Too late to get back to her entry point, Plath knew; now she would have to cut her own way out. A second bleeder in her brain. God, she was making things worse. A risk of a second blowout that could kill her, weighed against the terror of being lost forever inside her own body.

Soon this vein would merge with another, and then any exit would cause more blood loss. She had to cut her way out now or lose her chance altogether.

She stabbed a claw into the vein wall but almost could not hold on against the pressure. Making matters worse, the cell was on her back, oozing its way like warmed Silly Putty into her shoulders, reducing the mobility of her legs. And another now attached to her left hind leg, a fat slug of a thing wrapping its mindless self around her sticklike limb.

Panic!

She slashed madly at the vein wall, heedless, cut it and felt the blood change speed and direction. Biots are not flexible, so all she could do was use her front legs to cantilever her rear out of the incision.

Suddenly the pressure was too much. Her grip failed. Her biot went tumbling end over end, no way to tell where she was, in or out of the vein.

And then, all at once, she was floating free in cerebral fluid, riding like a beach ball atop a stream of cells. She grabbed onto brain tissue and hauled herself out of the current.

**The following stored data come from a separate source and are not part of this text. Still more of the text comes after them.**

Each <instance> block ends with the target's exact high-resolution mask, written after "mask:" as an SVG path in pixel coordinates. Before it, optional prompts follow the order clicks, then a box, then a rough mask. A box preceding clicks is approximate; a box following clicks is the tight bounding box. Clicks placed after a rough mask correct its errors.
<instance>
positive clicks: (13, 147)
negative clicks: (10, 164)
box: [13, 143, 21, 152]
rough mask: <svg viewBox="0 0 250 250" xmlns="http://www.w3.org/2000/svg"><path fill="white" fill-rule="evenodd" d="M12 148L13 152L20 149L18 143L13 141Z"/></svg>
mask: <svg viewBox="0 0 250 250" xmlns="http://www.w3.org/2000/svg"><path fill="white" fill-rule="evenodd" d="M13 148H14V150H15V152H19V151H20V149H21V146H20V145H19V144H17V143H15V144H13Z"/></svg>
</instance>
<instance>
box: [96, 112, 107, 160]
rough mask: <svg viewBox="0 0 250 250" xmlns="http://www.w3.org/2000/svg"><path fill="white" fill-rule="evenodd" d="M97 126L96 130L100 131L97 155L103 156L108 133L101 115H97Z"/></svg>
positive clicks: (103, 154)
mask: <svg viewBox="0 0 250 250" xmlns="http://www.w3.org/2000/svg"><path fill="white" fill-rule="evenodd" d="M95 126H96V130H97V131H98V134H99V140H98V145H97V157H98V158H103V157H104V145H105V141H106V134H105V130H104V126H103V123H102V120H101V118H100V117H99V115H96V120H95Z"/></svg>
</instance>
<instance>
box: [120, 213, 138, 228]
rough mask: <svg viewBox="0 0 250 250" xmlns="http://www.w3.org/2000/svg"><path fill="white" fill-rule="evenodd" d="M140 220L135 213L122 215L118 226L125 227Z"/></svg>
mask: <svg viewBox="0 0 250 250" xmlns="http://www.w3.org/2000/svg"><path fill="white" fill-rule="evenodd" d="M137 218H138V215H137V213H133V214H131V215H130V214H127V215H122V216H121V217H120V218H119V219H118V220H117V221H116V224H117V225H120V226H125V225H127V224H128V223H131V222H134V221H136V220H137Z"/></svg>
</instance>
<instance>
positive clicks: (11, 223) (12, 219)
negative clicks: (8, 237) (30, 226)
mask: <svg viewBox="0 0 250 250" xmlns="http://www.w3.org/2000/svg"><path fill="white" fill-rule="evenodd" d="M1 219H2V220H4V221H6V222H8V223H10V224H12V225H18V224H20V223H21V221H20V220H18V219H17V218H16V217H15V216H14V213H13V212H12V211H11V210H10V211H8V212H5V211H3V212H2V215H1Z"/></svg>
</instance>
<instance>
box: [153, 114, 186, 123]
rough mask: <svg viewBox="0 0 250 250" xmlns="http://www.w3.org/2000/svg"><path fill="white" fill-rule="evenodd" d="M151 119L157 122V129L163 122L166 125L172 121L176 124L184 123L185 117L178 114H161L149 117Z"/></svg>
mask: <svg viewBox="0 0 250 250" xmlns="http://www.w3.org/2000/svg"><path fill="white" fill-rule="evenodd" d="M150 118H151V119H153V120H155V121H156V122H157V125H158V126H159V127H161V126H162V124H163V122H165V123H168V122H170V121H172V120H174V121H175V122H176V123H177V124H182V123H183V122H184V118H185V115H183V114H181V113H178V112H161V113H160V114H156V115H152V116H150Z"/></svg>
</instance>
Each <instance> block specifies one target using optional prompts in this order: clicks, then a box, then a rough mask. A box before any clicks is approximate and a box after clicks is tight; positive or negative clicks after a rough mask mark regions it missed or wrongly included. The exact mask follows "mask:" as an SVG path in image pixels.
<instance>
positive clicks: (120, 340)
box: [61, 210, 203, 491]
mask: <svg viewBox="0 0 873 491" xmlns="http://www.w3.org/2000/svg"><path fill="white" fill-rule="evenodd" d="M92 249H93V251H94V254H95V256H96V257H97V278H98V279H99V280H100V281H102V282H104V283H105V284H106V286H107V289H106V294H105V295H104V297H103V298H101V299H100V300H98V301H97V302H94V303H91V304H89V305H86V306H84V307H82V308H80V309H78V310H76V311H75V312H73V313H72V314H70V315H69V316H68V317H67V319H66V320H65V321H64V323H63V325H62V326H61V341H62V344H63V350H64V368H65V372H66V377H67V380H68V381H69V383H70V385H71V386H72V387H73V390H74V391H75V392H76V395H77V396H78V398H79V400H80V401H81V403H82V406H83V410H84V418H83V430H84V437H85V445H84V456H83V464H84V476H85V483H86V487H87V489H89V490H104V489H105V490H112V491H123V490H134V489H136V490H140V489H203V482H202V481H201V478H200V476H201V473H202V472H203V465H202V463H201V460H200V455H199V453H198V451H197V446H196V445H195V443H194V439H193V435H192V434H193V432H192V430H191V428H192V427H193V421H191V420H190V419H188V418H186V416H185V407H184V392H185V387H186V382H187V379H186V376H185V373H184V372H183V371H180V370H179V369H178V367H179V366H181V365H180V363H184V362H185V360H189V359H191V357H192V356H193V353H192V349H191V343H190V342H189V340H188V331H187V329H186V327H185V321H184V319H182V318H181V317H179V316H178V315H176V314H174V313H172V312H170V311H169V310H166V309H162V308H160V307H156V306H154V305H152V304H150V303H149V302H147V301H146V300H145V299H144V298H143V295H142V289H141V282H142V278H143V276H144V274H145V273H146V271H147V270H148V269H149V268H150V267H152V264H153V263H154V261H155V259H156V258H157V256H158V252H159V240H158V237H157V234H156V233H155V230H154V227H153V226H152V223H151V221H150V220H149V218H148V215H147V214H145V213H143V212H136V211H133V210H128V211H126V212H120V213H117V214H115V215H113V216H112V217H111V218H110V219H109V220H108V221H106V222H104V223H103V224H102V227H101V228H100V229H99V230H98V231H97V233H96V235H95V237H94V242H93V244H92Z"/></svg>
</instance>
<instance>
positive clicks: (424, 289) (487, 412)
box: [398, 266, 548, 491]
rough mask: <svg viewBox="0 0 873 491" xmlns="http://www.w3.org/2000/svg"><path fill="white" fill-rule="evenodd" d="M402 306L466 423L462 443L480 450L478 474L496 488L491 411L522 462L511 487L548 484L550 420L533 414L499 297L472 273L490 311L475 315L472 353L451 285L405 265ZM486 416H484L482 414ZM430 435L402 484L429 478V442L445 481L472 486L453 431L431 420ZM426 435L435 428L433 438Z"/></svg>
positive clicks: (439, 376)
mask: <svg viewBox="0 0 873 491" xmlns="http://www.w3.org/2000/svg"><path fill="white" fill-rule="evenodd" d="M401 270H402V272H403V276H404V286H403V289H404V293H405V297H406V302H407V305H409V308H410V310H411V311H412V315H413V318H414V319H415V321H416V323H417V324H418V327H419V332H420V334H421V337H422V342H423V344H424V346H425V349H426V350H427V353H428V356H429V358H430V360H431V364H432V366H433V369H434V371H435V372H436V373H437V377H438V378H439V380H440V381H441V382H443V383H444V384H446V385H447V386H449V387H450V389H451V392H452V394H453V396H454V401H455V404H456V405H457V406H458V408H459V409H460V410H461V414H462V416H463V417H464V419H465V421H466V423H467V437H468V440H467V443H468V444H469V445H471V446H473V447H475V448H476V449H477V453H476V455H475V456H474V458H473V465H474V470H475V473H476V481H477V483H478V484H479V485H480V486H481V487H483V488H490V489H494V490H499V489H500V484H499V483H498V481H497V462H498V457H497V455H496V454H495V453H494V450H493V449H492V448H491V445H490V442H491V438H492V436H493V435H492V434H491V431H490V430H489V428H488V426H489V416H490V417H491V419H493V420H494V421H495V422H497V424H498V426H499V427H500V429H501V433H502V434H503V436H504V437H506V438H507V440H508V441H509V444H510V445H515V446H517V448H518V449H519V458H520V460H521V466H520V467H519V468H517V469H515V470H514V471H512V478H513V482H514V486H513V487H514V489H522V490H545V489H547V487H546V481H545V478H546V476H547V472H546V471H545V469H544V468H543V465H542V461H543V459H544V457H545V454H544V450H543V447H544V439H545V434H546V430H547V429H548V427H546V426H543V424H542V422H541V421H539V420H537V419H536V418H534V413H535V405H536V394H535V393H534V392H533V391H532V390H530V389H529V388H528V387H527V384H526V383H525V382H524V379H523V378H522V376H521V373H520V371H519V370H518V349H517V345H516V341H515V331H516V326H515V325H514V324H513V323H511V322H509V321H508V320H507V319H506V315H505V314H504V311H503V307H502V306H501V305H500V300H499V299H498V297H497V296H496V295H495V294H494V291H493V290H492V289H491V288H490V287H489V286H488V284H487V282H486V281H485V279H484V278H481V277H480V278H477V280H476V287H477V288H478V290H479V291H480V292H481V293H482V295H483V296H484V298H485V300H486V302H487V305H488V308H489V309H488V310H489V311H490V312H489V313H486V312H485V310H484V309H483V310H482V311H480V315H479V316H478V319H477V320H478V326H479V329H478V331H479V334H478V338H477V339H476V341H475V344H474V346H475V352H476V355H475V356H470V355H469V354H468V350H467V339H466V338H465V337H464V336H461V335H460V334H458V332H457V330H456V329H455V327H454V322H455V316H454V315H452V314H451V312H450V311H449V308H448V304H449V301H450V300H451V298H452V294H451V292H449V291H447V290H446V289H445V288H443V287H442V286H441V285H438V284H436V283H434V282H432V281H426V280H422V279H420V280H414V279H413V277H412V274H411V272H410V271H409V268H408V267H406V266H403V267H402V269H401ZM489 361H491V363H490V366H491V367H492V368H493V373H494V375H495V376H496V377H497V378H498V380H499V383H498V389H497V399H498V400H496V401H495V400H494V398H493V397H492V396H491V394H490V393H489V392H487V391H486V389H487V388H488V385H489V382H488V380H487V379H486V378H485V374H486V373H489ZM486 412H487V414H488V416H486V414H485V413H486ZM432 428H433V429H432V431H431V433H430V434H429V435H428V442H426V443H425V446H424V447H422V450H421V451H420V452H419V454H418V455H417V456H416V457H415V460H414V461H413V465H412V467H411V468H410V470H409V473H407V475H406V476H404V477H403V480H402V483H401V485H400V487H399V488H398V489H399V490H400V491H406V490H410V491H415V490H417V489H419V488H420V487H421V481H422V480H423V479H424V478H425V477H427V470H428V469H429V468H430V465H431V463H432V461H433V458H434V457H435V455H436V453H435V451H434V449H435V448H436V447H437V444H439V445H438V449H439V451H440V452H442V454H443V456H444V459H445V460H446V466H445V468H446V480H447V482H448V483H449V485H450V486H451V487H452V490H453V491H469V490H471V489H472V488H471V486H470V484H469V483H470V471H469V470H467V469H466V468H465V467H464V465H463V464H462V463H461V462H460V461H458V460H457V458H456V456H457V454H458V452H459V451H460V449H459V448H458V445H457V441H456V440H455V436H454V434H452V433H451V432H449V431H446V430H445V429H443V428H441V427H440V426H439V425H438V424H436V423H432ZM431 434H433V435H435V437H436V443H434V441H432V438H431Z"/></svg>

From there at last she could turn around and see the damage she’d done.

The leak was twice as large as the first one. Cells were flying out in threes and fours rather than singly.

With her heart in her throat she grabbed Keats’s shoulder.

“Where are you?” she demanded.

Keats took her in his arms and held her as his biot crossed into view bearing a half-dozen fibers to begin the job of yet again saving Sadie McLure from her own blood.